High-Dimensional Geometry
Prerequisite:
High-dimensional geometry defies the intuition built from two and three dimensions. As the ambient dimension $d$ grows, space becomes vast and sparse in ways that fundamentally alter the behaviour of algorithms, probability, and data. Understanding these phenomena is essential to modern machine learning, compressed sensing, and randomised algorithms.
The Curse of Dimensionality: Volume Concentration
Let $B_d(r) = {x \in \mathbb{R}^d : |x| \leq r}$ denote the $d$-dimensional ball of radius $r$. Its volume is
$$\text{Vol}(B_d(r)) = \frac{\pi^{d/2}}{\Gamma(d/2 + 1)}, r^d.$$
A striking consequence of this formula is that the fraction of volume lying within an $\epsilon$-shell near the surface is
$$\frac{\text{Vol}(B_d(r)) - \text{Vol}(B_d(r(1-\epsilon)))}{\text{Vol}(B_d(r))} = 1 - (1-\epsilon)^d \xrightarrow{d\to\infty} 1$$
for any fixed $\epsilon > 0$. Practically all of the volume of a high-dimensional ball is concentrated in a thin shell near the boundary.
d=2: d=10: d=100:
**** *** *
* ## * * * * *
* ### * * * * *
* ## * * * * *
**** *** *
legend: * = shell, # = interior
Interior fraction: 0.75, 0.35, 0.0000...6
The shell thickness needed to capture half the volume shrinks as $O(1/d)$, so data points drawn uniformly from $B_d(1)$ are effectively confined to a thin annulus. This makes nearest-neighbour search increasingly unreliable as $d$ grows.
Formal Statement
Theorem (Volume Concentration). For any $\epsilon \in (0,1)$,
$$\Pr_{x \sim \text{Unif}(B_d(1))}!\left[|x| \geq 1 - \epsilon\right] = 1 - (1-\epsilon)^d.$$
As $d \to \infty$ this probability converges to $1$ for every fixed $\epsilon > 0$.
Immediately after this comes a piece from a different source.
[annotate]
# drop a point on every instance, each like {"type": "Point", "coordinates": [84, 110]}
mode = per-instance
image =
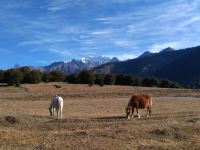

Random Vectors in High Dimensions
Concentration of the Norm
Let $x = (x_1,\dots,x_d)$ with $x_i \overset{\text{i.i.d.}}{\sim} \mathcal{N}(0,1)$. Then $|x|^2 = \sum_{i=1}^d x_i^2 \sim \chi^2(d)$, which has mean $d$ and variance $2d$. By the law of large numbers,
$$\frac{|x|^2}{d} \xrightarrow{d\to\infty} 1 \quad \text{in probability},$$
so $|x| \approx \sqrt{d}$ with fluctuations of order $1$. More precisely, a Gaussian concentration argument gives
$$\Pr!\left[,\bigl||x| - \sqrt{d}\bigr| \geq t\right] \leq 2\exp!\left(-\frac{t^2}{2}\right).$$
A standard Gaussian vector in $\mathbb{R}^d$ has norm tightly concentrated near $\sqrt{d}$, not near $0$ or $\infty$.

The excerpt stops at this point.